America would need to divert strategic resources to confront Russia, and its European allies would be even more reluctant to heed US entreaties to join America’s anti-China coalition.
Worse still, after Putin had skilfully exploited the US obsession with China to re-establish Russia’s sphere of influence, the strategic value of his China card may depreciate significantly.
For Putin, capitalising on Biden’s fear of being dragged into a conflict with a secondary adversary (Russia) to extract critical security concessions is a risky but smart move. But ordering an invasion of Ukraine – and thus effectively volunteering to be America’s primary geopolitical adversary, at least in the short to medium term – is hardly in the Kremlin’s interest.

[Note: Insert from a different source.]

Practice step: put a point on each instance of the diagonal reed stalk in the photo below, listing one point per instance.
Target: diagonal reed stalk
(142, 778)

Intriguingly, despite the high stakes for China in the Ukraine crisis, the Chinese government has been extremely careful about showing its hand.
While the heightened tensions dominate Western media headlines, Ukraine has received scant coverage in the official Chinese press. Editorials or commentaries voicing Chinese support for Russia are also notable by their absence.

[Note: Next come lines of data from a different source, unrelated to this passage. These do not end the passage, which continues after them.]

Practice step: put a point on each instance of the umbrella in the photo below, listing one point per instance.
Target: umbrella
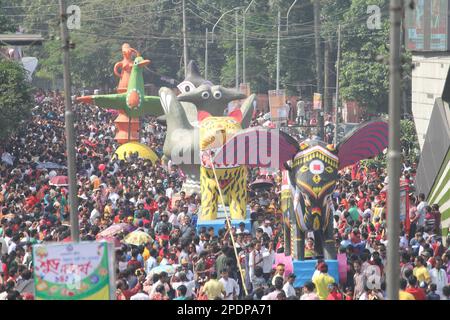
(59, 181)
(132, 147)
(49, 165)
(263, 184)
(164, 268)
(117, 244)
(137, 238)
(113, 230)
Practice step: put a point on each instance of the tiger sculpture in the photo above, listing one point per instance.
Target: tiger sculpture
(232, 179)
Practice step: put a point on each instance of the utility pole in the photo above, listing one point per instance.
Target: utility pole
(243, 49)
(185, 54)
(244, 75)
(338, 67)
(70, 132)
(394, 152)
(318, 62)
(278, 50)
(326, 80)
(206, 54)
(237, 49)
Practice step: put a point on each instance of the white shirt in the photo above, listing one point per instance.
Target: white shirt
(267, 230)
(289, 290)
(169, 192)
(268, 260)
(12, 247)
(140, 296)
(421, 211)
(4, 246)
(253, 261)
(439, 278)
(151, 263)
(229, 286)
(190, 286)
(404, 242)
(173, 219)
(94, 214)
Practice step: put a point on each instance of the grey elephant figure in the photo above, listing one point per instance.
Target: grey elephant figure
(310, 172)
(198, 100)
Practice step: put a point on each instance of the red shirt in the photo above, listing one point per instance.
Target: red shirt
(417, 293)
(334, 296)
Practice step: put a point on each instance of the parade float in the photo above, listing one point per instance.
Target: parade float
(310, 172)
(131, 102)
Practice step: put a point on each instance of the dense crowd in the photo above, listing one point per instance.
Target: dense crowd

Instead of explicitly endorsing Putin’s position, Xi’s statement was vague and general pabulum about “providing firm mutual support on issues involving each other’s core interests”.
Chinese reticence on Ukraine suggests that Xi is carefully hedging his bets. To be sure, Putin’s aggressive diplomacy is serving Chinese interests, at least for now. Should he decide to invade Ukraine and divert US strategic focus away from China, so much the better.
But, assuming that Xi does not know the Kremlin’s real intentions vis-à-vis Ukraine (it is doubtful that Putin has shared them with his Chinese counterpart), he is prudent not to show his own cards, either. Any expression of unequivocal Chinese support for Putin’s demands could leave China with little wiggle room.
Ukraine’s independence and security are crucial to the EU, and Chinese efforts to aid and abet Putin would trigger a European backlash. At a minimum, the EU could make China pay by restricting technology transfers and expressing more diplomatic support for Taiwan.
China’s leaders are realists and know that they can do little to influence the outcome of the crisis in Ukraine even if they choose to intervene publicly. With Putin holding most of the cards in the stand-off, China’s diplomatic support is unlikely to alter the strategic calculus of the principal protagonists in Washington, Brussels or even Moscow.
Its influence will increase dramatically only if Putin rolls the dice and invades Ukraine, because he will then need Chinese economic support to lessen the impact of Western sanctions.
But, for now, all this is speculative as far as Xi is concerned. Although a superpower, China is temporarily reduced to being an onlooker, watching both anxiously and hopefully on the sidelines as the Ukraine crisis unfolds.